Gefahren bei einer Operation T-Zellen lähmen den Darm
30.11.2010, 10:34 Uhr
Jeder Eingriff im Bauchraum kann zu einer Darmlähmung führen.
Jede Operation birgt Risiken und Gefahren. Bei einer Darmoperation kann es zu einer vollständigen Darmlähmung kommen. Wodurch genau diese Lähmung entsteht, können nun Mediziner aus Bonn erklären. Sogenannte T-Zellen, die der Immunabwehr dienen, lösen eine Entzündung aus. Nun sind die Forscher auf der Suche nach einer entsprechenden Therapie.
Bonner Mediziner haben herausgefunden, wie es bei einer Darmoperation zur gefürchteten Lähmung des kompletten Darmtrakts kommen kann. Demnach sorgen bestimmte Immunzellen zunächst für Entzündung in der Nähe des Eingriffs. Mit dem Blut gelangen die Abwehrzellen dann zu anderen Darmbereichen – die Entzündung dehnt sich auf das komplette Organ aus. Das Team um Professor Jörg Kalff, Direktor der Chirurgischen Klinik der Uni Bonn, berichtet im Journal "Nature Medicine" über seine Ergebnisse.

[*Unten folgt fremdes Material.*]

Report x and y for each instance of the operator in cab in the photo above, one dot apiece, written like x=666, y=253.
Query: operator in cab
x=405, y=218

Ist alles in Ordnung, zieht sich der Darm regelmäßig in geordneter Abfolge zusammen und auseinander. So transportiert er den Speisebrei Richtung After. Nach Operationen am Magen-Darm-Trakt stellt er diese Bewegung jedoch häufig ein – und zwar nicht nur in der Nähe des operierten Gebiets, sondern überall. Dabei kommt es zu einer generellen Entzündung aller Darmsegmente, erklären die Mediziner.
Potenziell betroffen sind in Deutschland alle Patienten, die einen Eingriff im Bauchraum haben, erklärt Kalff, das ist rund zwei Millionen Mal im Jahr der Fall. In der Regel bilden sich die Störungen – der Arzt spricht vom postoperativen Ileus – im Verlauf einer Woche nach der Operation maßgeblich zurück. Durch speziellere Untersuchungen sind "Nachwehen" zwar noch über wenige Wochen nachweisbar, werden aber nicht mehr als problematisch wahrgenommen, erklärt der Mediziner. In komplizierten Fällen kann es jedoch zu lebenslangen Einschränkungen kommen.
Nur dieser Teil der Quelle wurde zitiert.